Regression to the mean

A policy proposal recently put forward by Nick Clegg has been supported by apparent evidence that children from poor families of high ability massively underachieve relative to children from wealthy families of similar ability, and that conversely children from wealthy families of low ability massively overachieve relative to children from poor families matched on ability. Below we see a figure that has been widely circulated in the media (from Feinstein, 2003). I will refer to this is Figure 2, following Feinstein’s own labelling.

While I do not wish to comment on the proposals themselves, I suggest that this Figure illustrates a a statistical artifact called “regression toward the mean,” and that the apparently shocking pattern of results is simply what we would expect when we have two populations of differing ability, and several imperfect measurements of that ability.

Regression toward the mean (abbreviated from now on as RTTM) occurs whenever measurements are selected for their extremeness (e.g., the high or low scores are chosen for further analysis), and then compared to other measurements of the same quantity.

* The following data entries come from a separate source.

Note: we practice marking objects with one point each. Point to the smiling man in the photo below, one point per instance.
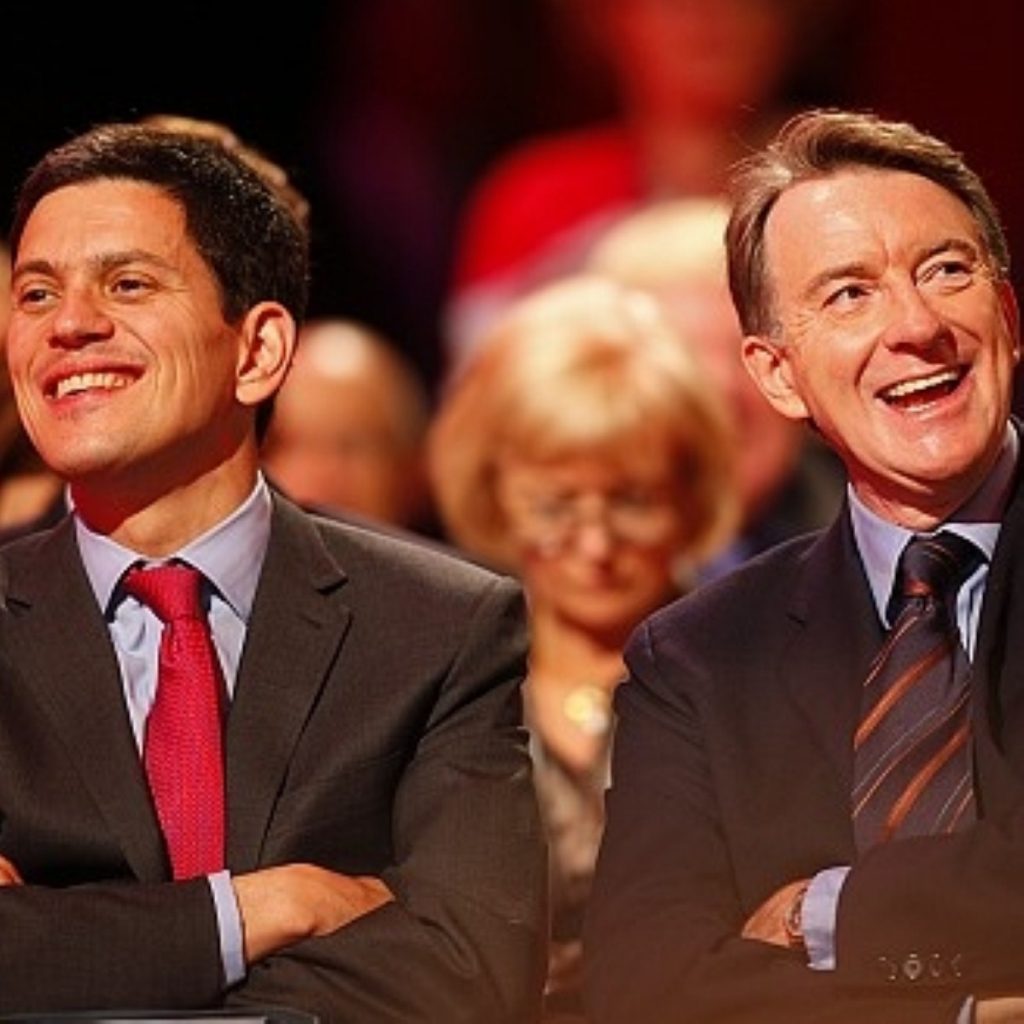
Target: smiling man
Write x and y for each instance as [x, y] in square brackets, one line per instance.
[817, 806]
[247, 757]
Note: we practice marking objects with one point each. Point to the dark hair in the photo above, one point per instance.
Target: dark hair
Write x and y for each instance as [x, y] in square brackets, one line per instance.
[251, 241]
[818, 143]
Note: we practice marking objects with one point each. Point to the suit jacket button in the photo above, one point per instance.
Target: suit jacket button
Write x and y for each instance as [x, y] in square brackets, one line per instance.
[913, 967]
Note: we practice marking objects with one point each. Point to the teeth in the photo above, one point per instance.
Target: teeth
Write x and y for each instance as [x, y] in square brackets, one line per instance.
[85, 382]
[906, 388]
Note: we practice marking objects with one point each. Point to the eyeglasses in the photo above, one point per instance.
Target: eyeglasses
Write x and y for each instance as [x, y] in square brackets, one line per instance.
[642, 516]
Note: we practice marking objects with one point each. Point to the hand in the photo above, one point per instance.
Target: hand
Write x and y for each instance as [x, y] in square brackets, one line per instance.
[282, 905]
[999, 1010]
[768, 921]
[8, 873]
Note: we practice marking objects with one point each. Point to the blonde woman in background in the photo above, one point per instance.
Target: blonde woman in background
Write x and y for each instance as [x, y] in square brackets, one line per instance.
[583, 450]
[790, 482]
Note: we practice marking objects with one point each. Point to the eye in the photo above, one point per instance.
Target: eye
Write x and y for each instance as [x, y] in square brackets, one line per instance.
[34, 295]
[948, 273]
[130, 286]
[846, 296]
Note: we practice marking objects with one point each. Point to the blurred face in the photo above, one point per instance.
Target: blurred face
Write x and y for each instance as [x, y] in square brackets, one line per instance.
[698, 57]
[895, 338]
[596, 541]
[334, 442]
[124, 369]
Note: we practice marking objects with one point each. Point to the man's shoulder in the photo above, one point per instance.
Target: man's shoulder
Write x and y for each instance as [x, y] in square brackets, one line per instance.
[381, 556]
[765, 585]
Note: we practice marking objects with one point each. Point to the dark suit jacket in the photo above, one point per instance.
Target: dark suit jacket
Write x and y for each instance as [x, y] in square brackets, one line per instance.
[375, 729]
[732, 775]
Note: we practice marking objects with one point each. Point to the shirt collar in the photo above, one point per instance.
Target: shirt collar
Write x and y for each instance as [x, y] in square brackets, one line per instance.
[881, 542]
[229, 554]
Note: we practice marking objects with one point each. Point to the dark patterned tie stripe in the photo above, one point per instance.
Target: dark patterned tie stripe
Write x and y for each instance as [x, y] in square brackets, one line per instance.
[182, 751]
[912, 763]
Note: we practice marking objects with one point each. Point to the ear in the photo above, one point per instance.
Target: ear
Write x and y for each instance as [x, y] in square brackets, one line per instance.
[1012, 312]
[769, 364]
[266, 345]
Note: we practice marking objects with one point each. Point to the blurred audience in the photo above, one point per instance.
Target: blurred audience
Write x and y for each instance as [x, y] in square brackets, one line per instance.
[29, 492]
[584, 451]
[348, 428]
[697, 83]
[788, 480]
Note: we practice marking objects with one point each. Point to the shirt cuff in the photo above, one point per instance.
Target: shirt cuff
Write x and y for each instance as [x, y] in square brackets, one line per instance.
[818, 916]
[228, 926]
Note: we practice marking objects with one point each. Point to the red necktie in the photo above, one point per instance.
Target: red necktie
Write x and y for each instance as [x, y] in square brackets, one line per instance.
[912, 757]
[182, 750]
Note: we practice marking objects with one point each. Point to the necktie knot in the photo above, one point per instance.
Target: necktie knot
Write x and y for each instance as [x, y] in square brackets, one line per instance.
[172, 591]
[933, 567]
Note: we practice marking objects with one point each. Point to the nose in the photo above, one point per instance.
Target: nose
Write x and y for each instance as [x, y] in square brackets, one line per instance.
[79, 318]
[911, 318]
[595, 535]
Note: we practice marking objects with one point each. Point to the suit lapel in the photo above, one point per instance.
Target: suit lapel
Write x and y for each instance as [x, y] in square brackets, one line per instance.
[998, 669]
[297, 627]
[835, 634]
[54, 632]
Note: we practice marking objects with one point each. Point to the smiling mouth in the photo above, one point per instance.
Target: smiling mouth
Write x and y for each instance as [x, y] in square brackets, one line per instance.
[922, 390]
[80, 383]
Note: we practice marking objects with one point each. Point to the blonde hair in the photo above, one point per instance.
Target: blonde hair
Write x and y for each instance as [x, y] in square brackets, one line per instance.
[666, 243]
[583, 365]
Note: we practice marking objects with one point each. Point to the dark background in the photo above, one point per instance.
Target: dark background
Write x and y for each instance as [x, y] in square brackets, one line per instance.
[385, 112]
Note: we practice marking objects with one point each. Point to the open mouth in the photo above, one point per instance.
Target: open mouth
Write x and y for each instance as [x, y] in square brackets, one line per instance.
[923, 390]
[80, 383]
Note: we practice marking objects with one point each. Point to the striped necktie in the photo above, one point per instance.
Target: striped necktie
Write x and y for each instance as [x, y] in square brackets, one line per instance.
[911, 752]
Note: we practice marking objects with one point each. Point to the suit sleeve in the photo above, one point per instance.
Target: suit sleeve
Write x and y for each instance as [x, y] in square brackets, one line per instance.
[663, 934]
[109, 945]
[465, 940]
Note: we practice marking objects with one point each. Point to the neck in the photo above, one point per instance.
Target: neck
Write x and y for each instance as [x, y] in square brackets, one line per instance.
[568, 654]
[159, 521]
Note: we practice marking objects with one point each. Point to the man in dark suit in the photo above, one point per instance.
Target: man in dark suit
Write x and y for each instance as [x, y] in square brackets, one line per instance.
[870, 274]
[381, 856]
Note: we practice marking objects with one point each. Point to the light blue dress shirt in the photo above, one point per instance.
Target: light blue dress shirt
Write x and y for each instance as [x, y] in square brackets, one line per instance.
[229, 555]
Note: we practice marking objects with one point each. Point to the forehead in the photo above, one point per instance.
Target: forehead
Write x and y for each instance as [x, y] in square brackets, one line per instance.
[79, 220]
[861, 215]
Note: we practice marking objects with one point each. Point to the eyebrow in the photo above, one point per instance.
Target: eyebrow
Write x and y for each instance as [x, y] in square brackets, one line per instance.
[861, 269]
[102, 263]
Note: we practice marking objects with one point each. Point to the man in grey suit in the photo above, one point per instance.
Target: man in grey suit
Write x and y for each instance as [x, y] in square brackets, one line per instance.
[737, 880]
[382, 858]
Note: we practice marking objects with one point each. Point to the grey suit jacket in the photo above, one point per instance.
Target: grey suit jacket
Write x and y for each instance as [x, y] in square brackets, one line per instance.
[732, 777]
[375, 729]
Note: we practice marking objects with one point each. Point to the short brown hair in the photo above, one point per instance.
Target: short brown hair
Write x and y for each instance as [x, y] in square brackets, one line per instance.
[818, 143]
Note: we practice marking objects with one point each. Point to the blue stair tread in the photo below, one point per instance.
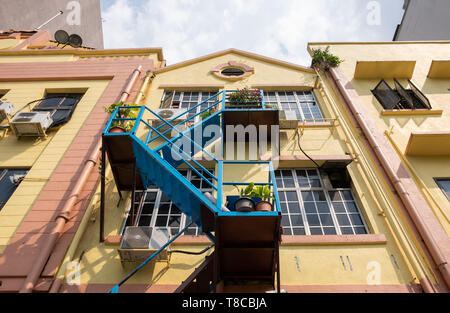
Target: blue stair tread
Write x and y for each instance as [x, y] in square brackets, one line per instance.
[156, 170]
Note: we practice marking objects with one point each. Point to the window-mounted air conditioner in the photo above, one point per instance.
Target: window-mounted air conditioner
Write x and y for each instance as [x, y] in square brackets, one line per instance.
[140, 242]
[6, 109]
[31, 123]
[169, 114]
[288, 120]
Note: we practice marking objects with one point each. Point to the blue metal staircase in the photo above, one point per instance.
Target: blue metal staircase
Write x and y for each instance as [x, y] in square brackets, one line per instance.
[140, 163]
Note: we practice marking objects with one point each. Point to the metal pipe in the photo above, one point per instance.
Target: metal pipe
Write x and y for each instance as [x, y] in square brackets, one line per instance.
[410, 206]
[49, 20]
[63, 217]
[148, 78]
[61, 220]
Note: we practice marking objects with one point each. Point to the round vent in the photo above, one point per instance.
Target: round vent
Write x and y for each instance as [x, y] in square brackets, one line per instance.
[75, 41]
[166, 113]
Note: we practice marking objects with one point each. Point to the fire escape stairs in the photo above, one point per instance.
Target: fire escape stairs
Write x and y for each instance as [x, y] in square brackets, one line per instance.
[246, 244]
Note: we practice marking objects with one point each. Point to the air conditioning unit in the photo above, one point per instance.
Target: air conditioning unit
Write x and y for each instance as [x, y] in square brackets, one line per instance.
[288, 120]
[169, 114]
[140, 242]
[31, 123]
[6, 109]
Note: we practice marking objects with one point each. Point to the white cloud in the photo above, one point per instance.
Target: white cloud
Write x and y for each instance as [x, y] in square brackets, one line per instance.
[279, 29]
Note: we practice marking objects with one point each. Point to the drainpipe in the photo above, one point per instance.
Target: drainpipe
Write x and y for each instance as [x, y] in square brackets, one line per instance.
[140, 96]
[63, 217]
[426, 234]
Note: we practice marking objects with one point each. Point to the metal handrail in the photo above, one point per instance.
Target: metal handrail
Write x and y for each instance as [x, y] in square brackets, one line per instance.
[171, 142]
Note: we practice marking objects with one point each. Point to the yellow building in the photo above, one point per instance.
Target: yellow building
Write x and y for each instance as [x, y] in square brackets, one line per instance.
[356, 205]
[51, 117]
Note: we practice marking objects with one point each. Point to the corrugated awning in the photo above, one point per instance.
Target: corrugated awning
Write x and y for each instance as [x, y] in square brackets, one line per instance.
[439, 69]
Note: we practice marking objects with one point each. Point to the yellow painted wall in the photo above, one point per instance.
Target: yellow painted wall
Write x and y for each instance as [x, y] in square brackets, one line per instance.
[401, 126]
[300, 264]
[9, 43]
[39, 154]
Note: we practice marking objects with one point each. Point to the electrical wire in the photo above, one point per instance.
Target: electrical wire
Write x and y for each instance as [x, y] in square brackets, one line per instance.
[193, 253]
[298, 140]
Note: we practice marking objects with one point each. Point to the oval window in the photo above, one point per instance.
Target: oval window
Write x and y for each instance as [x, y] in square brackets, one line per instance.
[232, 71]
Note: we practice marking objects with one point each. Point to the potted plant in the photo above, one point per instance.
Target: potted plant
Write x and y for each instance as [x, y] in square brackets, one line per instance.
[207, 113]
[325, 59]
[244, 203]
[264, 193]
[121, 126]
[245, 98]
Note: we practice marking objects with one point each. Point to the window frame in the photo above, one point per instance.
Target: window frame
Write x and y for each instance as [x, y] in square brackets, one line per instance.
[298, 189]
[54, 109]
[200, 99]
[413, 97]
[157, 203]
[298, 102]
[437, 180]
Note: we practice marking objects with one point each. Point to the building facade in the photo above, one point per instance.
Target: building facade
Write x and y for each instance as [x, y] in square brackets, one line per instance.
[352, 211]
[424, 20]
[70, 86]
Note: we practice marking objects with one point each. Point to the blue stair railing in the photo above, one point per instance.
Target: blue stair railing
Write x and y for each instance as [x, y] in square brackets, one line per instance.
[158, 167]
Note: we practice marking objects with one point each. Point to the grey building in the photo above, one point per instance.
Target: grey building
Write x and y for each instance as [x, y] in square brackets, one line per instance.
[424, 20]
[82, 17]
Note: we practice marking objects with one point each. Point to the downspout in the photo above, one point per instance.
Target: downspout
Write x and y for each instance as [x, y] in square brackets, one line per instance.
[69, 255]
[63, 217]
[141, 94]
[426, 234]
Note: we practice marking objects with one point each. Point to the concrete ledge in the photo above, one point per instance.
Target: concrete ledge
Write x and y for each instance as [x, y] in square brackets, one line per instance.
[371, 239]
[411, 112]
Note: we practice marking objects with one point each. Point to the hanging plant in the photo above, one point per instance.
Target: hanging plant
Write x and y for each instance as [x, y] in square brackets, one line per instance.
[244, 97]
[325, 59]
[117, 126]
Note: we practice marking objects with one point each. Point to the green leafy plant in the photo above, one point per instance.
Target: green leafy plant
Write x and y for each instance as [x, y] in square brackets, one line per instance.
[262, 192]
[325, 59]
[207, 113]
[247, 191]
[271, 106]
[245, 96]
[122, 113]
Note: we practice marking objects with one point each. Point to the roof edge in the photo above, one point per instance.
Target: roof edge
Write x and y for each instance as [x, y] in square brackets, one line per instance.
[157, 50]
[237, 51]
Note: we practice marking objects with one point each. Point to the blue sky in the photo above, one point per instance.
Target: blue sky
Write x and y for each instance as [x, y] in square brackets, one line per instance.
[280, 29]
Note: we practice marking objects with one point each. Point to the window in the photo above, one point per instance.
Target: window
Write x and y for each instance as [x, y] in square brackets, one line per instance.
[399, 97]
[61, 106]
[302, 102]
[310, 208]
[188, 99]
[444, 184]
[158, 211]
[9, 180]
[233, 71]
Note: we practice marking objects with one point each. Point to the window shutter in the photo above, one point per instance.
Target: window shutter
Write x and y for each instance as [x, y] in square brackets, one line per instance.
[387, 97]
[167, 100]
[406, 97]
[61, 107]
[420, 95]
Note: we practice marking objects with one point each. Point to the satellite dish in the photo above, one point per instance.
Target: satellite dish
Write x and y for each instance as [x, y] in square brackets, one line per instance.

In this example, we select students that score high or low on a test at one time, and then compare those scores to ones taken at another time. The second measure can be taken before, after, or at the same time as the first. When this is done we will find that, on average, the extreme measurements that we selected will be accompanied by less extreme measurements at another time. This might seem mystical when stated like this, but if we think of everyday examples it is obviously true. For instance, imagine that you look at all the sprints made by Usain Bolt, and find his personal best. You then look at how fast he ran on his next sprint. It will probably be slightly slower, and his previous sprint will be slower as well. That is because we deliberately selected the fastest sprint and then looked at what happened on other sprints. If we had selected his slowest sprint, we would find the same thing reversed – the adjacent sprints would now be a bit faster.

We don’t just observe this for the most extreme events, but in general if we select an above or below average event then the adjacent events will tend to be more average. In an appendix I describe other ways we might observe RTTM in our everyday life. The list is chosen to show how we can easily misinterpret this statistical anomaly as having causal significance, and indeed how we probably do so every day.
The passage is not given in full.